The field behind the campsite was a great place for birding. Finches, Bushchat and Thrushes could be watched up close by just finding a nice spot on a rock and sitting still which some of us did most of the evening. Others relaxed in the tents and after our evening tea and snacks, all joined in for some hilarious games of Bluff.

Day 3

Wild flowers 
There is always a mixed feeling on the final day of a nature camping. On on side we feel reluctant to leave the beautiful and pristine nature but on the other look forward to a comfortable bed and toilets with flushes. Given the choice, most of us would have loved to stay couple more days, I feel. But all good things must come to an end, as the cliche goes. So, soon after breakfast, the packing started.

Unknown Butterfly
Samkit gave us a demonstration on how to take down a tent. It was voluntary exercise but of course everyone rose to the challenge to be the fastest or the neatest or whichever would make them come first! Very soon all the tents were down, backpacks neatly piled up and we were ready to head back down.

We took the same trail back to Barshaini. We broke into 3 groups as before into the energetic teens, practical middle and the slow birders. Each group had its share of adventures on what was supposed to be quick 3 hour trek. The middle got lost and were almost run over my horses who claim the narrow trail to be their own! (Hint: Stay on the mountain side and let them cross, if that happens to you) The birders also got lost and did a longer trail by 2km, crossing the valley to the other side and going through the small village of Nakthan. All had to contend with rain towards the end. But, it all added to the experience and got us bonus moments which we will surely cherish.

Back to base!
Nature wise on this day, we got to see the Bar-tailed Creeper up close as well as the Himalayan Woodpecker. Also got to see the small but colorful Fire-capped Tit. We also caught sight of a wild simian as it sauntered on the opposite hill giving us a look and then disappearing. Our guess is it is Grey Langur or could it be the endangered Kashmir Grey Langur?

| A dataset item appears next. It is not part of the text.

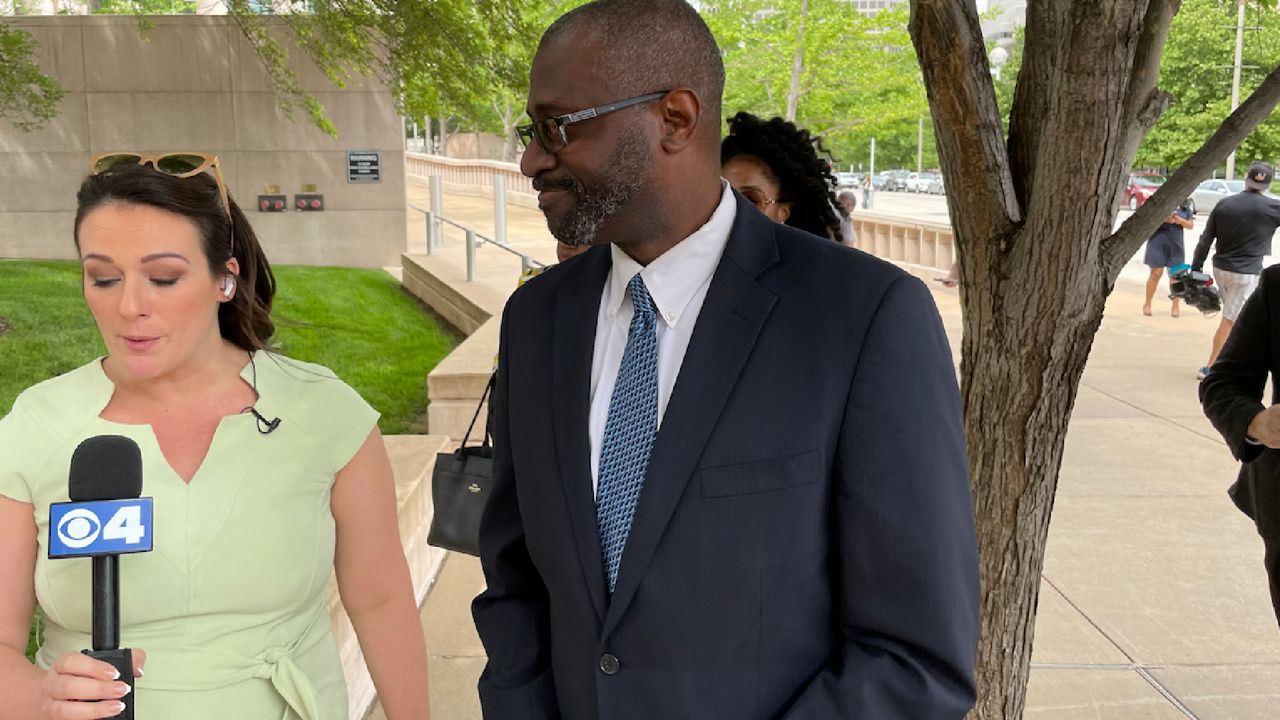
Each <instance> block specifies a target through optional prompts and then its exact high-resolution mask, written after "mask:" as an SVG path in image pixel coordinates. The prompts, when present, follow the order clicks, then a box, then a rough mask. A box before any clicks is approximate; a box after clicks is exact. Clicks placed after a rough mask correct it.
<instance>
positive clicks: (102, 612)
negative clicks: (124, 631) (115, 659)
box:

We reached Barshaini late afternoon. After refreshing ourselves, we got on the cabs for the long drive back to Bhuntar to catch our bus to Chandigarh where clean beds and other modern amenities awaited us. I am sure we deserved them after being without for 3 days!

Misc Links:
Our Trek Photos

A few words on India Hikes, my first with them. They are a unique company as their goal is not profit but to discover and document trails to enable people to go by themselves! Incredible. Therefore their cost is very low and they share all details of the trails on their website. At the end of our trek, we were told that this particular trek is free for us to repeat anytime in our lifetime. Have to take up on that offer!  Also, they are very environmentally conscious in various ways. 1) Request the trekkers to get our own utensils both to save on disposables as well as for better hygiene and reduction in logistics if they have to carry themselves. 2) Gave each trekker a litter bag to pick on the trails. Needless to say most of our bags were full by the time we reached the end! 3) Encouraged us to carry our backpacks to reduce the impact on trails as otherwise we would need more porters and mules.

Needless to add, they made us follow my motto. Leave only footprints and take only pictures!